Uma crônica dos últimos momentos das eleições municipais de 2024 em Lajeado

Acompanhando de longe a campanha eleitoral em Lajeado, sobretudo pelas redes sociais, me parecia uma eleição bastante disputada onde não se percebia na reta final um favorito claro. Assim quando cheguei às vésperas da votação tentei sentir o espírito da cidade.

O meu primeiro contato foi com colegas que votariam na Márcia (PSDB). E o que senti nesse bate papo foi uma profunda confiança na eleição da candidata tucana. Eles me disseram que o povão estava todo com a Márcia, ainda que muitos não falassem publicamente. O contato com aqueles que votavam no Tércio foi um pouco diferente. Também acreditavam na vitória, mas pontuando que seria apertado.

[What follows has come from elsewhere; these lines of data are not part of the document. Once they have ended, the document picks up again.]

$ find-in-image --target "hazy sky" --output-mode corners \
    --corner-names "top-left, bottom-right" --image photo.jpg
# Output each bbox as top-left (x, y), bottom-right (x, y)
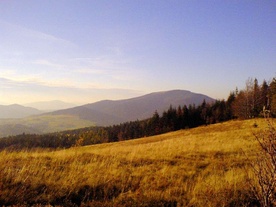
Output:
top-left (0, 0), bottom-right (276, 104)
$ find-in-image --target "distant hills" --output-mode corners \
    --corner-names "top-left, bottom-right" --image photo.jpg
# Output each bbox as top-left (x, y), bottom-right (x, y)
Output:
top-left (0, 104), bottom-right (43, 119)
top-left (24, 100), bottom-right (76, 112)
top-left (0, 90), bottom-right (214, 137)
top-left (51, 90), bottom-right (214, 126)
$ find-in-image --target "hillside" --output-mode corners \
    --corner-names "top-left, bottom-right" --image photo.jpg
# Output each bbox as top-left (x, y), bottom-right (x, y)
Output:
top-left (0, 90), bottom-right (214, 137)
top-left (0, 119), bottom-right (267, 207)
top-left (51, 90), bottom-right (214, 126)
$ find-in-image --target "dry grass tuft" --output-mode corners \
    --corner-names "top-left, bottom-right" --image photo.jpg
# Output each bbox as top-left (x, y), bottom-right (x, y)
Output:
top-left (0, 119), bottom-right (272, 206)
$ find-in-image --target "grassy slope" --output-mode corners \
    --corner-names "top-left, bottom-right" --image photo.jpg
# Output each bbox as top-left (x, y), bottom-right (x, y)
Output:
top-left (0, 119), bottom-right (266, 206)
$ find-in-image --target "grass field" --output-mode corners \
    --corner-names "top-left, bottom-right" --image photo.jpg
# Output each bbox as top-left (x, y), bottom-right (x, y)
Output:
top-left (0, 119), bottom-right (272, 207)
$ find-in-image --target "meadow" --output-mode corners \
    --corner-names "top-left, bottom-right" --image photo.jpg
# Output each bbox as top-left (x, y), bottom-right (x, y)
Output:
top-left (0, 119), bottom-right (267, 207)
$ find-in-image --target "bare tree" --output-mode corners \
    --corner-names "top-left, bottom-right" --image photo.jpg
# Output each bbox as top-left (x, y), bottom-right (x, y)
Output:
top-left (251, 115), bottom-right (276, 207)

Essa visão mudou um pouco depois da carreata promovida pelo candidato republicano que marcou o encerramento da campanha. Eu estive presente participando do ato e fiquei impressionado. Me pareceu ter sido uma estratégia bastante acertada que poderia influenciar os eleitores indecisos. E o sentimento dos que ali estavam é que a vitória era praticamente certa. No entanto, a demonstração de força não impactou na decisão dos eleitores lajeadenses. Tanto que houve vários comentários dizendo que muitos dos que estavam na carreata não eram da cidade. Ou seja, não havia indecisão em relação ao voto por parte do eleitorado.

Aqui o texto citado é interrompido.